Melihat Han Shuo tidak menyadari niat baiknya dan mengatakan hal-hal seperti itu, Lisa mendengus pelan dan bergumam pada dirinya sendiri, “Tidak bisa menyadari niatku, dasar bodoh.”
“Dan itu semua berkatmu! Jika bukan karena Penderitaan Jiwamu, bagaimana Bryan bisa menjadi segila ini, tapi agak aneh, Bryan tampaknya menjadi lebih tinggi dan lebih kuat sejak saat itu, dan bahkan energinya pun meningkat. Lisa, kau sungguh luar biasa!” Bella berseru pelan dan berkata penuh teka-teki,
“Bella, bukan urusanmu. Diam!” Lisa melirik Bella dan menjawab dingin,
“Ck. Siapa yang mau mencampuri urusanmu? Hanya ingin tahu!” Bella mendengus dan menjawab,
“Baiklah, baiklah, tenanglah. Ayo kita berjalan lebih cepat untuk meninggalkan kota. Tubuh kalian yang rapuh akan menderita jika kita tidak sampai di Drol sebelum malam tiba.” Fanny mengerutkan alisnya dan menegur dengan lembut, lalu menatap Han Shuo. Dia berkata pelan, “Bryan, apakah kau benar-benar baik-baik saja?”

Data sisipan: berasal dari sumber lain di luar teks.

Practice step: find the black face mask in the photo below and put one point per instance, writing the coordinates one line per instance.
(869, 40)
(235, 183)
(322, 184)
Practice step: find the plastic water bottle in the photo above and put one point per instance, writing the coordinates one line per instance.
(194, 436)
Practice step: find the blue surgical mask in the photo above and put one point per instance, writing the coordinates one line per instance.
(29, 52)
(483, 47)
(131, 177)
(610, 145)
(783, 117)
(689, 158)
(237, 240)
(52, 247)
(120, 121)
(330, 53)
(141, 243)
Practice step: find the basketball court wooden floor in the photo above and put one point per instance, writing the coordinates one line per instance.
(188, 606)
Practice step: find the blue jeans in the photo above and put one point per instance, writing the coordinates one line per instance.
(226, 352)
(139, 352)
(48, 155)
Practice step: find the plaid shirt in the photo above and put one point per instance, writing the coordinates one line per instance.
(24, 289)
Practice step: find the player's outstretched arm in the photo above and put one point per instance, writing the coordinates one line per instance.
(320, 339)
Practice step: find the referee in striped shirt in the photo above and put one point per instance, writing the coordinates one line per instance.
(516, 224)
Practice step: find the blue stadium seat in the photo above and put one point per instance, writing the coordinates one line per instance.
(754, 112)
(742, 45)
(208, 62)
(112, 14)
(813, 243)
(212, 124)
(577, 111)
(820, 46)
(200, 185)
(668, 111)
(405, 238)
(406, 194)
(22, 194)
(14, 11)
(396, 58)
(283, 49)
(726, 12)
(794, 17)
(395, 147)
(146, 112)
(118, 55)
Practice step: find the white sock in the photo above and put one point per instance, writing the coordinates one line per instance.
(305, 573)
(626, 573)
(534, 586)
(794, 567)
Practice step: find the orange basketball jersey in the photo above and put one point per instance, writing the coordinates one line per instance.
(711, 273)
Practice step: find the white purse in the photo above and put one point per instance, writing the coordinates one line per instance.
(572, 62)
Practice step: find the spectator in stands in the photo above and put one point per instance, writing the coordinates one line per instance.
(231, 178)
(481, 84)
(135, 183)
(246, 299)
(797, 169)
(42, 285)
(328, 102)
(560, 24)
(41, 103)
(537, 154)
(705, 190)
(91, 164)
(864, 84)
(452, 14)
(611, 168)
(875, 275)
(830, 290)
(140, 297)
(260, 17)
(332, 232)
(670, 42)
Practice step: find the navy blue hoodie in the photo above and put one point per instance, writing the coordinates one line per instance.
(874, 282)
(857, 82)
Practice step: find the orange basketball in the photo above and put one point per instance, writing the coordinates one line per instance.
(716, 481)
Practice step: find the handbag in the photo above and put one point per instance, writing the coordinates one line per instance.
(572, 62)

Han Shuo mengangguk dan tersenyum tipis, lalu berkata tegas, “Tidak masalah. Jatah makanan yang baik memberiku kekuatan.”
Fanny tersenyum dan terkikik mendengar kata-kata Han Shuo, berkata, “Sepertinya permintaanku kepada pihak sekolah untuk meningkatkan jatah makanan kalian benar-benar berpengaruh!”
Setelah itu, mereka tidak lagi mengobrol santai dan tatapan para siswa tidak lagi berkeliaran. Mereka semua bergegas menuju gerbang kota.